Plusieurs fonctions tirent ce volume. L’analyste SOC surveille les alertes en temps réel et qualifie les incidents. Le consultant gouvernance, risque et conformité accompagne les entreprises sur leurs obligations, dont la directive NIS2 qui élargit le périmètre des structures concernées. L’ingénieur sécurité déploie et durcit les infrastructures. Chaque rôle suppose un socle commun : comprendre les menaces, raisonner par le risque, documenter ses actions. Une entreprise qui néglige ces compétences s’expose aux mêmes failles qu’une PME sans politique de sécurité informatique structurée.
Un frein limite pourtant l’accès. Selon l’ANSSI, 47 % des offres ciblent un niveau bac+5, ce qui ferme la porte aux candidats moins diplômés. L’objectif public de doubler les effectifs du secteur d’ici fin 2025 s’est heurté à cette exigence de qualification sur les postes spécialisés.
Quels débouchés autour d’Aix
Le bassin aixois et l’aire métropolitaine d’Aix-Marseille hébergent des éditeurs logiciels, des ESN et des PME industrielles qui externalisent ou internalisent leur sécurité numérique. Analyste SOC, administrateur sécurité, consultant gouvernance, pentester : les intitulés se multiplient.
Les entreprises locales n’ont pas toutes les moyens d’un grand groupe. Beaucoup s’appuient sur un prestataire pour structurer leur défense, ce qui crée des emplois côté infogérance. Une PME aixoise qui veut fiabiliser son service informatique recrute rarement un expert cyber dédié : elle confie souvent la mission à une équipe externe pluridisciplinaire.
Pour les candidats, la reconversion fonctionne. Un technicien réseau qui se forme aux fondamentaux des bonnes pratiques de cybersécurité accède à des postes juniors sans repartir d’un bac+5. Les certifications professionnelles comblent une partie de l’écart entre diplôme et besoin réel des employeurs.
Se former pour entrer dans le secteur
Aucun de ces métiers ne s’improvise. La sécurité privée impose un parcours réglementé strict, la cybersécurité demande des compétences techniques validées.
Pour devenir agent de sécurité, le chemin est balisé. Il faut d’abord obtenir une autorisation préalable du CNAPS, puis suivre la formation TFP APS, l’ancien CQP APS, d’une durée de 175 heures réparties sur environ cinq semaines, examen compris. Le coût oscille entre 1 290 et 1 500 euros, finançable par le CPF, France Travail ou un OPCO. Trois conditions d’accès verrouillent l’entrée : être majeur, présenter un casier judiciaire vierge au bulletin numéro 2 et justifier d’un niveau de français B1.
La carte professionnelle délivrée à l’issue reste valable cinq ans. Les contrôles se sont durcis : en 2025, les sanctions visant les agents aux certifications expirées ont augmenté de 30 % en un an, selon le CNAPS. Renouveler à temps n’est pas optionnel.

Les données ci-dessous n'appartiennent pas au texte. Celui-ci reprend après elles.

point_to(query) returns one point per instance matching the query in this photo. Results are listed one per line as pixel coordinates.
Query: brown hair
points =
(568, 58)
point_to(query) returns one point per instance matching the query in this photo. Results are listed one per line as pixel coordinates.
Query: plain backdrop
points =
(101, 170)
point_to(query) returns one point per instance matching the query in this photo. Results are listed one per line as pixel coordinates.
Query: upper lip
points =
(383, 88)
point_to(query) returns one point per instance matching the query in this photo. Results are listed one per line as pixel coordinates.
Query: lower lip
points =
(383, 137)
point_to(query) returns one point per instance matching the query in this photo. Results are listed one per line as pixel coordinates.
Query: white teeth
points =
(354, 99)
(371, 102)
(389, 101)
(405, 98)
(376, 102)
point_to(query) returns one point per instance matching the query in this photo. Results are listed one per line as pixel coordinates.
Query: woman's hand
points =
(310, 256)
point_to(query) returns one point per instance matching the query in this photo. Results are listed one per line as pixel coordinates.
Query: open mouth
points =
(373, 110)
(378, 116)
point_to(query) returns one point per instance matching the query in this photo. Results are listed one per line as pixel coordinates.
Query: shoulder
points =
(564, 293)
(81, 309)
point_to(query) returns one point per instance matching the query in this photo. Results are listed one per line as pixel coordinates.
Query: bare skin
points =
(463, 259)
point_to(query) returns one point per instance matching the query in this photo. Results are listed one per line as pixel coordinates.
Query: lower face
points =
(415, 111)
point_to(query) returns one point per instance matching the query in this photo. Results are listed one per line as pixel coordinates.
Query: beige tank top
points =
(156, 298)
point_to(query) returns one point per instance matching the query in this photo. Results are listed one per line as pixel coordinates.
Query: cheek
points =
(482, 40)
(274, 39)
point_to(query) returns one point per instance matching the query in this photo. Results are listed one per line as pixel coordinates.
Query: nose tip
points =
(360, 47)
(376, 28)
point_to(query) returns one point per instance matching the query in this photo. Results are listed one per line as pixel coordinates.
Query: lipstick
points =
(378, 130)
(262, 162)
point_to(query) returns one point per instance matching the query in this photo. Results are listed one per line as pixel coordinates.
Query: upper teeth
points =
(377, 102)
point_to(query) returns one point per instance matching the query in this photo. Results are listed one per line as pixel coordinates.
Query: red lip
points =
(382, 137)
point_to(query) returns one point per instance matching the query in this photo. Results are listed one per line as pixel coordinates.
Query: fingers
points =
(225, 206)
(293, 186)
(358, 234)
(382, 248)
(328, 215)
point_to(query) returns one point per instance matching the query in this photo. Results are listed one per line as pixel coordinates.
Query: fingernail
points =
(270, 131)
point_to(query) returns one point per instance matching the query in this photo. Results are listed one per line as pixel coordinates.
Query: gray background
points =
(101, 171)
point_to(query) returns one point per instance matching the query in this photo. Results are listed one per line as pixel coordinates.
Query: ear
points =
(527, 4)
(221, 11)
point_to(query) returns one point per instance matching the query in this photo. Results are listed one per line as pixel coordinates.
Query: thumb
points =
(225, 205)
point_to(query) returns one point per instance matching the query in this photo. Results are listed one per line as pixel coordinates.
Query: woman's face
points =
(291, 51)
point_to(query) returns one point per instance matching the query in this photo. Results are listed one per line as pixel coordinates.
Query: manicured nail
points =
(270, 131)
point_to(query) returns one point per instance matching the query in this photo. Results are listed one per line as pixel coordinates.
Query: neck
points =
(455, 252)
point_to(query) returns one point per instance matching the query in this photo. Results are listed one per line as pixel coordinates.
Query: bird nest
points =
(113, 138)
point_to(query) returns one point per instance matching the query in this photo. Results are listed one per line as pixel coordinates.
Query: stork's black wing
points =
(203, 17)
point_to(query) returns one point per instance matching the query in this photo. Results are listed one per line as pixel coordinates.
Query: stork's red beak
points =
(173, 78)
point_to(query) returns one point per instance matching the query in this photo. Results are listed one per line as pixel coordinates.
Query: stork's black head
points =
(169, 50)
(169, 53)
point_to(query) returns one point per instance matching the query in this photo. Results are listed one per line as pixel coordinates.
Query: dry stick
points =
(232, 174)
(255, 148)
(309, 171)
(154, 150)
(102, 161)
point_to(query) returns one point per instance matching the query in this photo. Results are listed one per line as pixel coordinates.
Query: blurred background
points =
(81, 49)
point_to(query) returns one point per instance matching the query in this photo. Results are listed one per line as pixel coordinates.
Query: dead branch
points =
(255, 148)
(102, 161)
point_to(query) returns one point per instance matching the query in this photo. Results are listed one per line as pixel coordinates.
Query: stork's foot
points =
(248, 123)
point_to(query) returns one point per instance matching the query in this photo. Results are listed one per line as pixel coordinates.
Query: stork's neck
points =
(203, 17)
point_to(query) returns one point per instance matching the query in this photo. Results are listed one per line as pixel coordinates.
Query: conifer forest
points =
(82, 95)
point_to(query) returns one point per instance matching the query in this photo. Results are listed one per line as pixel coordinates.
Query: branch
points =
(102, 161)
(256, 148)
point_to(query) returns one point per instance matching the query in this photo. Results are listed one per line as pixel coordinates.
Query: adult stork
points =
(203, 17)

Côté incendie, le SSIAP se décline en trois niveaux. Le SSIAP 1 forme l’agent de terrain, le SSIAP 2 le chef d’équipe, le SSIAP 3 le chef de service. Chaque cran ouvre un coefficient supérieur et des responsabilités élargies.
La cybersécurité emprunte d’autres voies : BTS, BUT réseaux, licences professionnelles, écoles d’ingénieurs, mais aussi formations courtes et certifiantes en reconversion. L’alternance reste le format le plus apprécié des recruteurs, car elle combine théorie et pratique sur des incidents réels.
Par où commencer concrètement
Ciblez d’abord le métier qui colle à votre profil. Terrain et contact direct : l’agent de sécurité ou le SSIAP. Poste sédentaire et sang-froid : la télésurveillance. Appétence technique et logique : la cybersécurité.
Vérifiez ensuite l’éligibilité réglementaire avant tout investissement. Sans casier vierge ni autorisation CNAPS, la voie de la sécurité privée se ferme net. Mieux vaut le savoir avant de financer une formation.
Prochaine étape : repérer trois recruteurs actifs sur Aix-en-Provence cette semaine, comparer leurs contrats et leurs coefficients, et candidater sur les offres locales avant qu’elles ne se diluent dans les plateformes nationales. Le marché manque de bras, le rapport de force joue en faveur des candidats sérieux et formés.